Violence against indigenous women in the Chittagong hill tracts (CHT) of Bangladesh has increased significantly in the past six years, as settlers from the majority Bangalee (or Bengali) community compete with the local population over land, according to local human rights groups. Women, particularly girls under the age of 18, fear leaving their homes to attend school or gather firewood and tend cattle. Several women have allegedly been raped and sometimes killed over land disputes and extortion demands by settlers and criminal gangs.

The government of Bangladesh signed a peace agreement with the indigenous Parbatya Chattagram Jana Sanghati Samiti in 1997. The agreement states that land in the CHT cannot be bought, sold or leased without permission from a regional council. However, local officials and others say that the peace agreement has not been honored and that Bangalee settlers continue to occupy and seize land belonging to indigenous communities. They also report that perpetrators of sexual violence against indigenous women in the CHT enjoy widespread impunity for their actions, due to lengthy and complex court procedures, lack of suppot services and legal aid, intimidation of witnesses, poor investigative techniques, and language and cultrual barriers. Women and girls also fail to report rapes to the police due to fear of retaliation and social stigma.

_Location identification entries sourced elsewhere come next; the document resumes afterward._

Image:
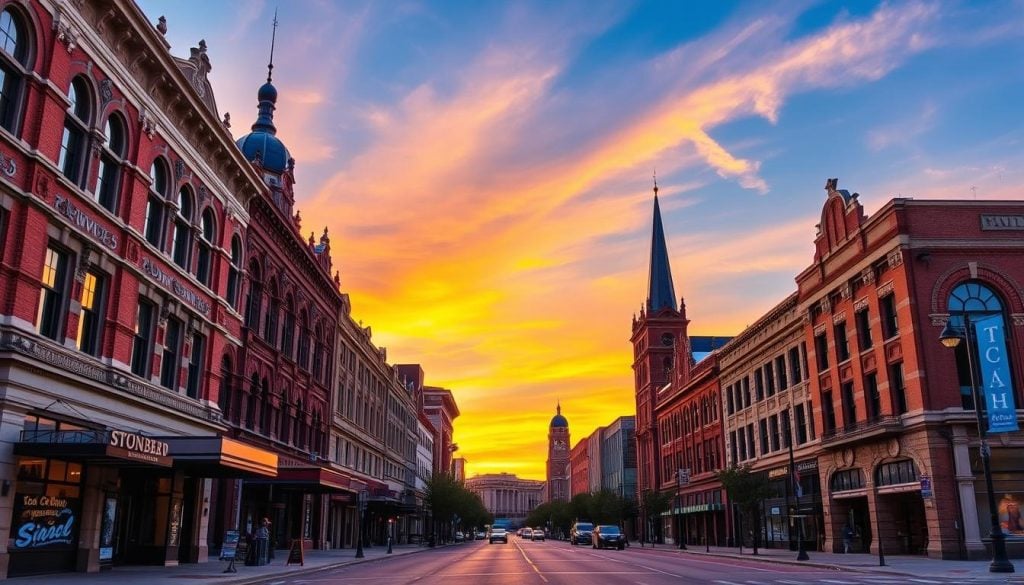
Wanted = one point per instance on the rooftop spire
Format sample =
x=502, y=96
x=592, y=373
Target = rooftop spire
x=273, y=38
x=660, y=292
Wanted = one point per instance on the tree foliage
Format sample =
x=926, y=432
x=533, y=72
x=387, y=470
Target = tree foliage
x=747, y=490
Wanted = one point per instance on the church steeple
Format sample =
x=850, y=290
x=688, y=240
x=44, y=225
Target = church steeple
x=660, y=292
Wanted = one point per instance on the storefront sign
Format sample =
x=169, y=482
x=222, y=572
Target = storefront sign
x=153, y=268
x=995, y=380
x=998, y=222
x=44, y=523
x=131, y=446
x=85, y=222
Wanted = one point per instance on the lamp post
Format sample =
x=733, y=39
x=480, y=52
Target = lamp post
x=950, y=337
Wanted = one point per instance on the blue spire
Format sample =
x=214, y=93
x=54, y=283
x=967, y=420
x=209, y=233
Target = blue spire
x=660, y=292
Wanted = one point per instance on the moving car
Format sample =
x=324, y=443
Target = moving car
x=608, y=536
x=581, y=533
x=498, y=534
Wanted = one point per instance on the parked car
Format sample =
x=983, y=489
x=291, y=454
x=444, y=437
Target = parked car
x=608, y=536
x=498, y=534
x=581, y=533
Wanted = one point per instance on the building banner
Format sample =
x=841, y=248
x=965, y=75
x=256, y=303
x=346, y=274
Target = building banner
x=995, y=380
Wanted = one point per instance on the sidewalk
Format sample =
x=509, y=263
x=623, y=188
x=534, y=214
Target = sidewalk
x=895, y=565
x=213, y=571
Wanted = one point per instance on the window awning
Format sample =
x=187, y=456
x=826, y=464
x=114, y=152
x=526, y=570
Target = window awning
x=221, y=457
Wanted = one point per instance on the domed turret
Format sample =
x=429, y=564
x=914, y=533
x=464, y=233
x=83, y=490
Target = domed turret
x=262, y=144
x=558, y=421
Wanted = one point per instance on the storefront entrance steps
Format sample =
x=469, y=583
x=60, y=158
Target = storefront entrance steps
x=213, y=571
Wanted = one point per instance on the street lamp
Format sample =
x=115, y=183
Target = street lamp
x=950, y=337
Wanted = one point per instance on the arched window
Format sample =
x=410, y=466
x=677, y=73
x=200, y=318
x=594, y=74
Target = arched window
x=14, y=43
x=251, y=403
x=204, y=264
x=111, y=158
x=235, y=273
x=285, y=428
x=156, y=202
x=75, y=142
x=288, y=331
x=318, y=354
x=255, y=298
x=270, y=325
x=266, y=412
x=303, y=357
x=972, y=301
x=181, y=245
x=224, y=393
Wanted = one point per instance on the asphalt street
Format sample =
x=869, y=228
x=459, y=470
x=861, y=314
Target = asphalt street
x=554, y=562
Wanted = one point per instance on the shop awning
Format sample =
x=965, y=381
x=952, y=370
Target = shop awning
x=312, y=478
x=95, y=447
x=221, y=457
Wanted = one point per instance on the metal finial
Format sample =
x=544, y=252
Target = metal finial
x=273, y=38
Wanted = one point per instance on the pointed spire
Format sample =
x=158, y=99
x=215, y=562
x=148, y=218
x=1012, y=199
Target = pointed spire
x=660, y=292
x=267, y=94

A 2014 report by the Kapaeeng Foundation, with support from Oxfam International and the EU, documented numerous instances of sexual and other violence against indigienous women in the CHT and stated that "available mechanisms have failed to protect indigenous women of both in plains and the CHT from violence." Recently, hundreds of indigenous women have marched in protest of the attacks, demanding greater accountability from police and prosecutors. On August 9, police arrested three men in connection with the mass rape and assault of an indigenous women’s leader on her farm in the CHT.

Compiled from: Bangladesh: Rape used as weapon against indigenous women, Asian Tribune (August 10, 2014); Barman, Dalem Chandra and Neo, Mong Sing, Human Rights Report 2013 on Indigenous Peoples in Bangladesh, Kapaeeng Foundation (January 10, 2014).